A 2D High-Resolution Seismic Study in the Caroline Basin: Sediment Waves as an Indicator of Long-Term Bottom Current Flow

Kimberly Baldwin


Friday, Dec. 2, 2016, 3:00pm
Chase 130

Sites proposed and now concurrently being drilled by IODP Exp. 363 were surveyed with 2D high-resolution multi-channel seismic grids during cruise 1313 of the R/V Roger Revelle in September 2013. At proposed site WP2 on the northern Eauripik Rise, approximately 400 m of buried sediment waves, with amplitudes of 10-20 m and wavelengths of 1-2 km, are prevalent throughout the ~ 10 x 15 km survey grid. Abyssal sediment waves provide direct evidence of circulation in the deep sea, and can be tied to circulation indicators in sediment cores.

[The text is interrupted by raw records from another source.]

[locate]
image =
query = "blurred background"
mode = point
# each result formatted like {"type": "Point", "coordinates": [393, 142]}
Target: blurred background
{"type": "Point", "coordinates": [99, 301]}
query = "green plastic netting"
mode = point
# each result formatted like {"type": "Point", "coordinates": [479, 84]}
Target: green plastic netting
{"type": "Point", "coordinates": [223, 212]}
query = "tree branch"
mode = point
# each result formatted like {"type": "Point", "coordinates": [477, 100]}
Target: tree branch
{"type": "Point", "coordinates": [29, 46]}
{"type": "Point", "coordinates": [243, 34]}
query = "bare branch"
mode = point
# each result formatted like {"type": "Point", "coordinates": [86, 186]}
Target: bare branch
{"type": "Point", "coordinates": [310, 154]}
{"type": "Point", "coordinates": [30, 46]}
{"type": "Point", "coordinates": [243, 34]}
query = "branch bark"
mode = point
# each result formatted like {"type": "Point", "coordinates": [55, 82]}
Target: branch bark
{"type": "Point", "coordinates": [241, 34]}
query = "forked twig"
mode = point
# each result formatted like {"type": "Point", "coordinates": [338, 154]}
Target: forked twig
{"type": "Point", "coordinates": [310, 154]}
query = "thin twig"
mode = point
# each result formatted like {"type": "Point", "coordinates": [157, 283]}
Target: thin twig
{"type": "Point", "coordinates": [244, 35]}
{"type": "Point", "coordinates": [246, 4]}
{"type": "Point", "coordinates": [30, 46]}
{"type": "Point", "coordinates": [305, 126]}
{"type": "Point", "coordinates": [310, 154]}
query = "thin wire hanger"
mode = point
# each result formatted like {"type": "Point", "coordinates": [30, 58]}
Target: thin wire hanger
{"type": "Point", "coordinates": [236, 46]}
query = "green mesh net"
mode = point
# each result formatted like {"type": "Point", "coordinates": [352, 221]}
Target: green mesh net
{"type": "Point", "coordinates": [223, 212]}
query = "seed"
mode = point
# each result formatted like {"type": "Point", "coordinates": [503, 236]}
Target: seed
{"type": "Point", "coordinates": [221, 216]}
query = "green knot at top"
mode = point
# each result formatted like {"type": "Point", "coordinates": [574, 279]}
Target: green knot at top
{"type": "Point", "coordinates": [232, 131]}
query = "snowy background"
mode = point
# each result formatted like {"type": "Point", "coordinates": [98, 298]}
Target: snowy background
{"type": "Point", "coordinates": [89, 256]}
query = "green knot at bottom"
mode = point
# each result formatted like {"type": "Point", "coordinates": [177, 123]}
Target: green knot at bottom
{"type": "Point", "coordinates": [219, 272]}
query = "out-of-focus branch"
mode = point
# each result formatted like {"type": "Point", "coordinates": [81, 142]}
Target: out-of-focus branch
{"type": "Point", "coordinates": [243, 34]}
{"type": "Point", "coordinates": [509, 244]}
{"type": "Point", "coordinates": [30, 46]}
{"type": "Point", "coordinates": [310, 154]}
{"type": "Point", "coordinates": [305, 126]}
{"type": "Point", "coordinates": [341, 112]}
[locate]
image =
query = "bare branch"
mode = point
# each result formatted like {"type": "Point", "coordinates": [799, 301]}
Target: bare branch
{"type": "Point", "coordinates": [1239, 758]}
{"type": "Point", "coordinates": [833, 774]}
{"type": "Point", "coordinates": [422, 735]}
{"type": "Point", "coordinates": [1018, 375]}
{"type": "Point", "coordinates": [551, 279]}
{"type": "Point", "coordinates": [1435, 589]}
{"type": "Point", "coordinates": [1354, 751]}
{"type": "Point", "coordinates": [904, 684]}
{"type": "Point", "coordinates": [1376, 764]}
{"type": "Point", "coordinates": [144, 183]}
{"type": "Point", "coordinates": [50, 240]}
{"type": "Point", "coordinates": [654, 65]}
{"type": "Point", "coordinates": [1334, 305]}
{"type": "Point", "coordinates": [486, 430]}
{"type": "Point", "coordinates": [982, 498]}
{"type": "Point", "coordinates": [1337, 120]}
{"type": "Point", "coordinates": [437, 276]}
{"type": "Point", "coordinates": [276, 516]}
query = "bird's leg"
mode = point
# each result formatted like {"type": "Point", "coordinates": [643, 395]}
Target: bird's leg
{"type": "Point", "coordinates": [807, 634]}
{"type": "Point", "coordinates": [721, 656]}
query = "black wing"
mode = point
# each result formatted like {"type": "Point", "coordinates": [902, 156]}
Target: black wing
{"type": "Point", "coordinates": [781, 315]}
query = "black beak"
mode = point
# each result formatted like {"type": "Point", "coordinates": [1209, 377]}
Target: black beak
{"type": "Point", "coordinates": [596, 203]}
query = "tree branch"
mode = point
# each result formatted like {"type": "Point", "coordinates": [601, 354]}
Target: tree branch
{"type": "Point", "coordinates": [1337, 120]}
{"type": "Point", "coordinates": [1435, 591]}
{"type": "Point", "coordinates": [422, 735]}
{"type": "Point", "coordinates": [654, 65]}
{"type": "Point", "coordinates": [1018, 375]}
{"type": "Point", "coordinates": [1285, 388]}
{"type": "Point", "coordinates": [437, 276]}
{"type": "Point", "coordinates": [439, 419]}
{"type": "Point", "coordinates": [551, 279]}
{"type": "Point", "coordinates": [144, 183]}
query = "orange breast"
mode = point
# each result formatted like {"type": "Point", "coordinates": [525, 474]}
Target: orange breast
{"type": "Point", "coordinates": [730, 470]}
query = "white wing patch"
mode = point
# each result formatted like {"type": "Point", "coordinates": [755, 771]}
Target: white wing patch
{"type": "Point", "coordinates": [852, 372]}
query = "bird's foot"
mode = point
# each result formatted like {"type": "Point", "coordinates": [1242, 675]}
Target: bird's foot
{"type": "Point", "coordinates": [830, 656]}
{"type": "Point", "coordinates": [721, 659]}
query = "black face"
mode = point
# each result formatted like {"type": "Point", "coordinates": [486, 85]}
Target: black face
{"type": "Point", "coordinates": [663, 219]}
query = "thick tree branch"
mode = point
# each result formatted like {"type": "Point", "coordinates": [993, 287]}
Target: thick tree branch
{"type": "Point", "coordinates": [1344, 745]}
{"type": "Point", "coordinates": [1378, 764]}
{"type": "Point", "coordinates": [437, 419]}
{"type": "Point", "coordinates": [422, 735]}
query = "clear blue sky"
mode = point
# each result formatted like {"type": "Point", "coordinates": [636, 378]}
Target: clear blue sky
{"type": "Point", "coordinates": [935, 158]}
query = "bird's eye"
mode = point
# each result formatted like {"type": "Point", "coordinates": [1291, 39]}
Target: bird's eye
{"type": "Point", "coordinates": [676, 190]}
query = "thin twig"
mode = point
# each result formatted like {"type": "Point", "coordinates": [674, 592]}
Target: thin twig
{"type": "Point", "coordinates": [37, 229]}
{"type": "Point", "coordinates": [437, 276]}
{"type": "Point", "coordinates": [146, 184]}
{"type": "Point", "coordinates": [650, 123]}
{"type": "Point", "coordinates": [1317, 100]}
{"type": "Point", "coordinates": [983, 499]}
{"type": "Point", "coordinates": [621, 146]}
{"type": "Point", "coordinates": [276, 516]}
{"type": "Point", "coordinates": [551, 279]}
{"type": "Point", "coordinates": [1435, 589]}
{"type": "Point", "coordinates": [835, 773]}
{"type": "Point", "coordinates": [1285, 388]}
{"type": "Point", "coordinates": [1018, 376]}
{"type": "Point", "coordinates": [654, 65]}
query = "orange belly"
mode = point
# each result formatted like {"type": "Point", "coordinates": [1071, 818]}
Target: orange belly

Additionally, changes in circulation indicated by changes in bedform geometry can be associated with climatic oscillations. In this talk, we describe sediment waves detected in seismic profiles from the Caroline Basin, and conclude that they reveal a 14-Ma history of deep-sea circulation in the western Pacific. Sediment wave morphology and dynamics will be explored, with possible implications for global climate changes.


Kimberly obtained her B.S. in Earth and Environmental Sciences from Lehigh University. Her experience working with seismic acquisition at Lehigh increased her interest in geophysics and led her to Rutgers University where she completed her M.S. in Geological Sciences. At Rutgers she had the opportunity to sail on 3 research cruises, gaining experience collecting 2D and 3D high-resolution multi-channel seismic data, multibeam bathymetric data, and deep-sea sediment cores. Her thesis focused on processing and analyzing 2D MCS data in the western Pacific, studying bedform morphology of sediment waves in the Caroline Sea. Kimberly joined CCOM/JHC in 2016. She is currently working on compiling existing sub bottom profiler, multibeam bathymetric, and seafloor sample data in order to produce a surficial geologic map of seafloor sediment facies throughout the Arctic, ultimately to support Extended Continental Shelf submissions under the Law of the Sea (UNCLOS).